It is said that the word Paramus means “land of the wild turkey,” in the Lenape language of the Native Americans of Northern New Jersey. Some say it means “pleasant stream.” I have always believed it meant “the land of the wild shopping mall.”
You can find a store in Paramus that sells almost anything. The Shade Store on Route 17 specializes in window treatments. The Dance Bag specializes in clothing for dancing, although they are also happy to help you with other exercise equipment as well. Batteries plus Bulbs sells just what you’d think. And Yankee Candle in Paramus Park sells, well, you get the idea. Of course there are misleading names as well. The Fossil Store has no geologic samples offered for sale. Anthropologie has nothing to do with “the study of human beings through time and space.” Wild Birds Unlimited is a tossup. Yes, it had bird feeders, but there are no actual birds in the store. And what people—especially Jews-- do in the Christmas Tree Store in February remains a mystery to me.
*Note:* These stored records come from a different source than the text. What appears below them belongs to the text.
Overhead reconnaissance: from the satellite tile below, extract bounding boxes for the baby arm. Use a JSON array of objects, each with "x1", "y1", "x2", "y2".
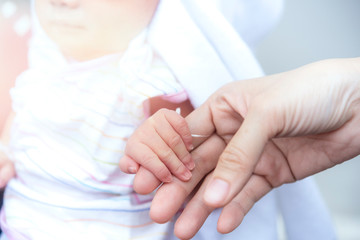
[
  {"x1": 0, "y1": 113, "x2": 15, "y2": 188},
  {"x1": 120, "y1": 109, "x2": 195, "y2": 182}
]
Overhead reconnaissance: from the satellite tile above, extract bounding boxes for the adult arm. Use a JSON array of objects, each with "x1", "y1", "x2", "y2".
[{"x1": 151, "y1": 58, "x2": 360, "y2": 238}]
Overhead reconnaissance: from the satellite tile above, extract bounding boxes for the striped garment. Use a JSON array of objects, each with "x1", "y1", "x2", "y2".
[{"x1": 1, "y1": 32, "x2": 183, "y2": 240}]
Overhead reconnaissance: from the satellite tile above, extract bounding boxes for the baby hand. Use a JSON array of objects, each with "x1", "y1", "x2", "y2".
[
  {"x1": 120, "y1": 109, "x2": 195, "y2": 182},
  {"x1": 0, "y1": 152, "x2": 15, "y2": 188}
]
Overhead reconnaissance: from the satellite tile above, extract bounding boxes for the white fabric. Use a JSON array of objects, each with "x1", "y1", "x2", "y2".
[
  {"x1": 149, "y1": 0, "x2": 335, "y2": 240},
  {"x1": 1, "y1": 0, "x2": 333, "y2": 240}
]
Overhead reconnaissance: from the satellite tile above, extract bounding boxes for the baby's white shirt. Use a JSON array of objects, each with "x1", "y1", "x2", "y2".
[{"x1": 1, "y1": 32, "x2": 183, "y2": 240}]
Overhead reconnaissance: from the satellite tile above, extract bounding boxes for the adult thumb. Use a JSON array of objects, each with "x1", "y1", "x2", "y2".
[{"x1": 204, "y1": 111, "x2": 269, "y2": 207}]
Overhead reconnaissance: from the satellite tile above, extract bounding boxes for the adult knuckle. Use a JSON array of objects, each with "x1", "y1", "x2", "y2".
[
  {"x1": 169, "y1": 135, "x2": 182, "y2": 149},
  {"x1": 221, "y1": 146, "x2": 250, "y2": 171}
]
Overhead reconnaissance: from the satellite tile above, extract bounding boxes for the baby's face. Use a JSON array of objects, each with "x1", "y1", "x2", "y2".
[{"x1": 35, "y1": 0, "x2": 159, "y2": 60}]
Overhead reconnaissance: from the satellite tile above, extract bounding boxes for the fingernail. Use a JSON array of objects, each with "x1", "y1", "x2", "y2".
[
  {"x1": 204, "y1": 178, "x2": 230, "y2": 205},
  {"x1": 164, "y1": 175, "x2": 172, "y2": 183},
  {"x1": 128, "y1": 167, "x2": 137, "y2": 174},
  {"x1": 189, "y1": 144, "x2": 195, "y2": 152},
  {"x1": 186, "y1": 161, "x2": 195, "y2": 171}
]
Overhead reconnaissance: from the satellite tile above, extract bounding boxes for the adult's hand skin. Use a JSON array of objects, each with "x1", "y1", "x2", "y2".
[{"x1": 135, "y1": 58, "x2": 360, "y2": 238}]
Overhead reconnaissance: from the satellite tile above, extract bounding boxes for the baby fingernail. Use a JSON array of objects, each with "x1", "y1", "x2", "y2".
[
  {"x1": 183, "y1": 171, "x2": 192, "y2": 180},
  {"x1": 186, "y1": 161, "x2": 195, "y2": 171},
  {"x1": 128, "y1": 167, "x2": 137, "y2": 174},
  {"x1": 164, "y1": 175, "x2": 172, "y2": 182}
]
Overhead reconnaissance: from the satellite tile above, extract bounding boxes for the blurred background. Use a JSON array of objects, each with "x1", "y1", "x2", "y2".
[
  {"x1": 256, "y1": 0, "x2": 360, "y2": 240},
  {"x1": 0, "y1": 0, "x2": 360, "y2": 240}
]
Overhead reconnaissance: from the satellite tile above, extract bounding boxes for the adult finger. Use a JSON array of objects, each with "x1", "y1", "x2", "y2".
[
  {"x1": 204, "y1": 108, "x2": 269, "y2": 207},
  {"x1": 134, "y1": 166, "x2": 161, "y2": 194},
  {"x1": 217, "y1": 175, "x2": 272, "y2": 234},
  {"x1": 150, "y1": 135, "x2": 225, "y2": 223}
]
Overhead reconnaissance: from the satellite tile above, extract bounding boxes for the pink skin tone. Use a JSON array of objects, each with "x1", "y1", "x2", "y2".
[{"x1": 120, "y1": 109, "x2": 195, "y2": 182}]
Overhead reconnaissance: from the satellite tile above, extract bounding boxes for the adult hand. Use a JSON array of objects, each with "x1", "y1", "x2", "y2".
[
  {"x1": 187, "y1": 58, "x2": 360, "y2": 232},
  {"x1": 147, "y1": 58, "x2": 360, "y2": 238}
]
So as a native of Bergen County it should have come as no surprise to Walter Weinstein that on Route 4, just past the Hyundai dealership, there was a store called Doorknobs by Diane that featured only doorknobs. But it did. When his wife Rachel told him they were going to spend the morning shopping there for doorknobs for their new house, Walter thought she was kidding.
She was not.
It was a wondrous establishment, filled with every possible doodad you could possibly imagine to open a portal. Rows and rows of them. Walter was looking up at a doorknob near the ceiling that seemed to resemble a large emerald, when a salesperson appeared before him.
"And who might you be?"
"Walter. And you are?"
"I am Diane."
"One and the same."
Rachel then appeared from behind a display of brushed nickel knobs.
"Oh, I see you've met Diane."
"I'm truly honored," Walter said.
"Yes, I get that a lot."
"So to continue our conversation," Rachel said," I was looking for something bold for our bedroom. Something that would really stand out."
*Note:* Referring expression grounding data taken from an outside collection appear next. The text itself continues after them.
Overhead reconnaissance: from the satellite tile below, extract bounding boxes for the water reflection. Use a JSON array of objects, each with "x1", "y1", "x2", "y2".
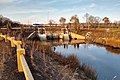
[{"x1": 54, "y1": 43, "x2": 120, "y2": 80}]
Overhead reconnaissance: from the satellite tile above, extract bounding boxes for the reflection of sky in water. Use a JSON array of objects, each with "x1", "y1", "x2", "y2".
[{"x1": 52, "y1": 44, "x2": 120, "y2": 80}]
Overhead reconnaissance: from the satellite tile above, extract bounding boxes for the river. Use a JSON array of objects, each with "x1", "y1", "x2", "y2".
[{"x1": 52, "y1": 43, "x2": 120, "y2": 80}]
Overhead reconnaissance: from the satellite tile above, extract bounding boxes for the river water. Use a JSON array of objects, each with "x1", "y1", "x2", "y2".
[{"x1": 54, "y1": 44, "x2": 120, "y2": 80}]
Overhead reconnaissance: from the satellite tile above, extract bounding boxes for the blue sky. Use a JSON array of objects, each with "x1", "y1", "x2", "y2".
[{"x1": 0, "y1": 0, "x2": 120, "y2": 24}]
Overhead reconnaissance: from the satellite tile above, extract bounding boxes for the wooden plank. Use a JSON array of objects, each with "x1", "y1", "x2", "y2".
[{"x1": 20, "y1": 55, "x2": 34, "y2": 80}]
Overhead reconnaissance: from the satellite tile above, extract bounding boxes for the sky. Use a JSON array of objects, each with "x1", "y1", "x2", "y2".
[{"x1": 0, "y1": 0, "x2": 120, "y2": 24}]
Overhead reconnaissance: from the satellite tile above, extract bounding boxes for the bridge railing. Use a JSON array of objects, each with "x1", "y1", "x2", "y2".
[{"x1": 0, "y1": 33, "x2": 34, "y2": 80}]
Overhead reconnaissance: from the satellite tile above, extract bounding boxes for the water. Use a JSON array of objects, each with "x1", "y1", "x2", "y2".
[{"x1": 54, "y1": 44, "x2": 120, "y2": 80}]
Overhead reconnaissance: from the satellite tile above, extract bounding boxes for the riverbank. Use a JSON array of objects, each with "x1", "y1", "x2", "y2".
[{"x1": 1, "y1": 29, "x2": 97, "y2": 80}]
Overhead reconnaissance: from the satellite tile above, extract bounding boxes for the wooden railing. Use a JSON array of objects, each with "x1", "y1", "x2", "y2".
[{"x1": 0, "y1": 33, "x2": 34, "y2": 80}]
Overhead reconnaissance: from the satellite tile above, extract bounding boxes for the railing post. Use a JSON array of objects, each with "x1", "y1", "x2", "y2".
[
  {"x1": 11, "y1": 37, "x2": 15, "y2": 47},
  {"x1": 17, "y1": 49, "x2": 25, "y2": 72}
]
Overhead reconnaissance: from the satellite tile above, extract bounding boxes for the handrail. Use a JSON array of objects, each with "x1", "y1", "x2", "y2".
[{"x1": 0, "y1": 33, "x2": 34, "y2": 80}]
"Have you considered one of our estate knobs from the new Dynasty series? There is something truly striking in Venetian Bronze. And it comes with a six option lock set, if you truly crave privacy."
Diane popped it up on her iPad and showed it to Rachel."
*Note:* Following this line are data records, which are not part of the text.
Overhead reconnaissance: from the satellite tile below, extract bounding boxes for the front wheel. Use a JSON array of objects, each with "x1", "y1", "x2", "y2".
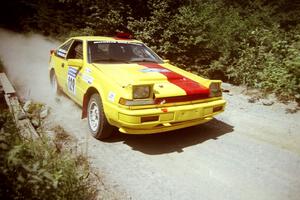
[
  {"x1": 50, "y1": 71, "x2": 61, "y2": 95},
  {"x1": 87, "y1": 94, "x2": 113, "y2": 140}
]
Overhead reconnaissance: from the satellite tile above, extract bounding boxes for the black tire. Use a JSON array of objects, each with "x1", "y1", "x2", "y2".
[
  {"x1": 50, "y1": 70, "x2": 61, "y2": 95},
  {"x1": 87, "y1": 93, "x2": 113, "y2": 140}
]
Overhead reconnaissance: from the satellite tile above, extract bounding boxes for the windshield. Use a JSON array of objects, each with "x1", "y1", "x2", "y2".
[{"x1": 88, "y1": 41, "x2": 162, "y2": 63}]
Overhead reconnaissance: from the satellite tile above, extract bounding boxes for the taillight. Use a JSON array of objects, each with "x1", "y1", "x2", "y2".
[
  {"x1": 50, "y1": 49, "x2": 55, "y2": 56},
  {"x1": 209, "y1": 82, "x2": 222, "y2": 97}
]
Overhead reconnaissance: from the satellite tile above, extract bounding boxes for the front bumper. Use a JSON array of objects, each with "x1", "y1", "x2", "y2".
[{"x1": 108, "y1": 99, "x2": 226, "y2": 134}]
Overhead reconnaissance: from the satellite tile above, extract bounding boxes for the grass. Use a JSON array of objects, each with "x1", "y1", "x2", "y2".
[{"x1": 0, "y1": 110, "x2": 97, "y2": 199}]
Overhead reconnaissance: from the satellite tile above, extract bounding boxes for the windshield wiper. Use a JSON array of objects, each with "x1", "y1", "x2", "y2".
[
  {"x1": 130, "y1": 58, "x2": 157, "y2": 63},
  {"x1": 92, "y1": 58, "x2": 128, "y2": 63}
]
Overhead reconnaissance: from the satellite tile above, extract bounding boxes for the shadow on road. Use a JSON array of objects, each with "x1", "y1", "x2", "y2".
[{"x1": 106, "y1": 119, "x2": 233, "y2": 155}]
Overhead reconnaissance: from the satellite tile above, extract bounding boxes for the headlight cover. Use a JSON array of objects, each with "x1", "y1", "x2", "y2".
[
  {"x1": 209, "y1": 82, "x2": 222, "y2": 97},
  {"x1": 132, "y1": 85, "x2": 152, "y2": 99}
]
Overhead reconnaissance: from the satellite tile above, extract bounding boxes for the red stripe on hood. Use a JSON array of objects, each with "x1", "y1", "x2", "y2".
[{"x1": 139, "y1": 63, "x2": 209, "y2": 97}]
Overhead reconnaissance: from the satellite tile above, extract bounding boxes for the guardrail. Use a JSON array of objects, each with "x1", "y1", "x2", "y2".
[{"x1": 0, "y1": 73, "x2": 39, "y2": 138}]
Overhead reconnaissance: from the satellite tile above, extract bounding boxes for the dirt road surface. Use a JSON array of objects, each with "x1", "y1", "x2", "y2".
[{"x1": 0, "y1": 29, "x2": 300, "y2": 200}]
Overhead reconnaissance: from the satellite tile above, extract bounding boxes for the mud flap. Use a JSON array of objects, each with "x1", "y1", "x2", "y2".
[{"x1": 81, "y1": 94, "x2": 88, "y2": 119}]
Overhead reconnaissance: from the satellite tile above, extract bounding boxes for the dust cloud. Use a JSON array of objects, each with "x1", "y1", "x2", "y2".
[{"x1": 0, "y1": 29, "x2": 58, "y2": 103}]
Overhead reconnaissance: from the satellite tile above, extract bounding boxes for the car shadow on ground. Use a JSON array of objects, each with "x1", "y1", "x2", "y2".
[{"x1": 106, "y1": 119, "x2": 233, "y2": 155}]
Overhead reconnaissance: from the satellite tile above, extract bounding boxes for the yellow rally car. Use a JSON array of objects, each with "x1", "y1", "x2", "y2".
[{"x1": 49, "y1": 36, "x2": 226, "y2": 139}]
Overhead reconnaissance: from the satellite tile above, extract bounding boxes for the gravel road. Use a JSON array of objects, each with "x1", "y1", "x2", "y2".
[{"x1": 0, "y1": 29, "x2": 300, "y2": 200}]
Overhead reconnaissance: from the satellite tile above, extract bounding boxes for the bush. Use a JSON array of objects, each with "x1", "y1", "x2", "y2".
[{"x1": 0, "y1": 111, "x2": 95, "y2": 199}]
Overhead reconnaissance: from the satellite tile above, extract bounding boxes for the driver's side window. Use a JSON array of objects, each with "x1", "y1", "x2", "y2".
[{"x1": 67, "y1": 40, "x2": 83, "y2": 59}]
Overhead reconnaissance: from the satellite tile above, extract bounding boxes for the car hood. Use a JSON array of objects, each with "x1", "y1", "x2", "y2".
[{"x1": 94, "y1": 63, "x2": 209, "y2": 98}]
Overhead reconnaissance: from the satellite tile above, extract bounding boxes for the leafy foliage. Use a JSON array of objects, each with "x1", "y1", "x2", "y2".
[{"x1": 0, "y1": 110, "x2": 95, "y2": 199}]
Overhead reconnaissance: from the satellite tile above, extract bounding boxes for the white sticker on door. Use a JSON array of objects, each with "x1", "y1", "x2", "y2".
[{"x1": 67, "y1": 67, "x2": 77, "y2": 95}]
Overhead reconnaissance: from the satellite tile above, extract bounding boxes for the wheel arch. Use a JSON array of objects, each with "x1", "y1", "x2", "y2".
[{"x1": 81, "y1": 87, "x2": 101, "y2": 119}]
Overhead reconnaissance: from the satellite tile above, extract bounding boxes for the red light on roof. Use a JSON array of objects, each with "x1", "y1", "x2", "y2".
[{"x1": 116, "y1": 33, "x2": 133, "y2": 39}]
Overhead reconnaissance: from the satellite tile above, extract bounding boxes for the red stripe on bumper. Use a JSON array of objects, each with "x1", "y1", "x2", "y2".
[{"x1": 139, "y1": 63, "x2": 209, "y2": 98}]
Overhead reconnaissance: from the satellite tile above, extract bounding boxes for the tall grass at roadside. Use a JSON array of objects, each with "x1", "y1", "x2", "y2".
[{"x1": 0, "y1": 110, "x2": 96, "y2": 199}]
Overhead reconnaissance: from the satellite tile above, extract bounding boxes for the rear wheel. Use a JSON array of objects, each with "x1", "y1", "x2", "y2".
[
  {"x1": 50, "y1": 71, "x2": 61, "y2": 95},
  {"x1": 87, "y1": 93, "x2": 113, "y2": 140}
]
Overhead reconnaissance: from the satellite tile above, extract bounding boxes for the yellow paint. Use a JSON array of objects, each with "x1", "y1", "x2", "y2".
[{"x1": 49, "y1": 36, "x2": 226, "y2": 134}]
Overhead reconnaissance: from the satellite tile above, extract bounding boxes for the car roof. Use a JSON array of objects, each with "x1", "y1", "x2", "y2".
[{"x1": 71, "y1": 36, "x2": 142, "y2": 43}]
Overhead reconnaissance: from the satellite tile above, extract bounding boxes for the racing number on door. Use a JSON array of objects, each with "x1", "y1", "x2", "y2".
[{"x1": 67, "y1": 67, "x2": 77, "y2": 95}]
"Hmmm. No, I think I want to go more traditional."
"Well then. I think you'll really like our fluted glass knob on a traditional bronze base. Not only is it elegant, but it can be linked to an Amazon Echo to lock and unlock remotely."
Diane showed Rachel another picture, and this time she oohed and aahed appropriately.
"That IS nice. Honey, what do you think?" Rachel handed the iPad over to Walter.
"I think this is a bit crazy."
"Surely you jest," Diane said.
"No, I do not jest at all, not one iota. I know that we live in the ultimate consumer culture here in the U.S., but even so, I just can't get that worked up over doorknobs."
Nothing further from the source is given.